To save America from militarized guardians bent on controlling society and beginning the process of restoring public confidence in legitimate policing, PFAW identifies areas of concern that need reform: 


  • Over-policing is often encouraged by the emphasis on meeting quotas in evaluating police performance.
  • Quotas foster harassment by police within marginalized communities that have little political capital; for example, they contributed to disproportionately high ticketing and arrests of Black residents in Ferguson, Missouri.
  • Anti-quota legislation is an important start toward removing incentives for racially-based policing.
  • Decertification—revoking a law enforcement officer’s police license—can be an effective tool in removing officers involved in wrongdoing.
  • Decertification laws vary significantly by state.
  • Many state laws, and union contracts, make it challenging to remove offenders from the police force permanently; twenty states require a criminal conviction before an officer can be decertified.
  • In many instances, state certifying commissions are unaware of decertifiable conduct. Only half of states require police departments to report to their state Peace Officer Standards and Training Commission (POST), or another comparable state agency, any conduct that could lead to decertification.
  • While state decertification prevents intrastate rehiring of officers whose licenses have been revoked, hiring those officers in other states remains a possibility.
  • In 1999, the nonprofit International Association of Directors of Law Enforcement Standards and Training (“IADLEST”) created the National Decertification Index (NDI) to solve this interstate rehiring problem.NDI is a private national database of officers who have been decertified.
  • The NDI needs to be more utilized. Only around 3,500 of the 18,000 local law enforcement agencies in the United States regularly query the NDI when they are considering hiring new officers.
  • Federal pressure—such as withholding grant money—would effectively incentivize states to query the NDI when making hiring decisions.

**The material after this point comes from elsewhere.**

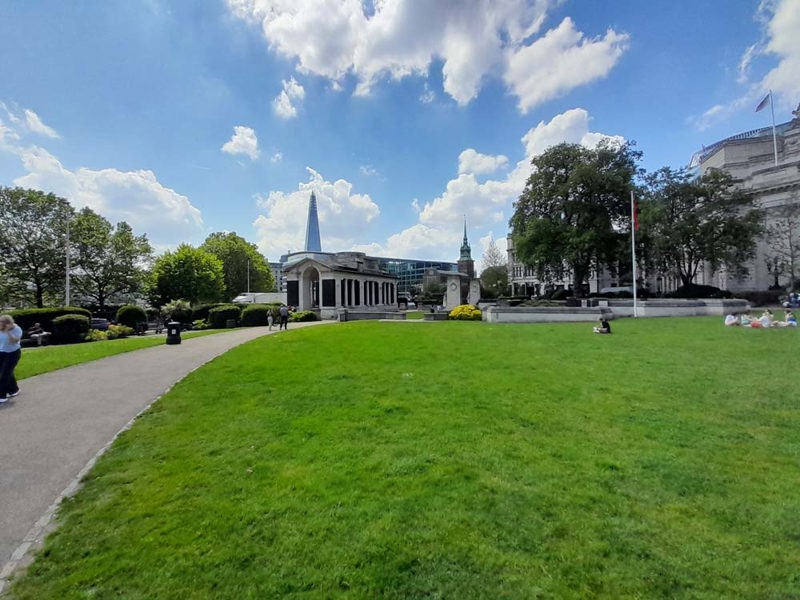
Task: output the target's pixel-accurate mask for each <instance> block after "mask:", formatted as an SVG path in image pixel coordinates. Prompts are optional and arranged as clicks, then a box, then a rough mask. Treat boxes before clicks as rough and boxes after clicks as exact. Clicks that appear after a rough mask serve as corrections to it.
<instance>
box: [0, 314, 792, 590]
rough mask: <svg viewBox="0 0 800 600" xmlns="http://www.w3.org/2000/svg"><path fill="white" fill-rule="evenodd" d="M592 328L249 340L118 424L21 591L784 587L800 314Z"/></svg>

Changing the mindset of police departments and holding bad officers accountable for unprofessional conduct is imperative. These are not burdensome corrective steps for law enforcement agencies committed to “protect and serve” communities. The key is for law enforcement agencies to recognize the need for change and implement fundamental changes spelled out by PFAW and other groups.


The willingness to change is the first step toward meaningful reform.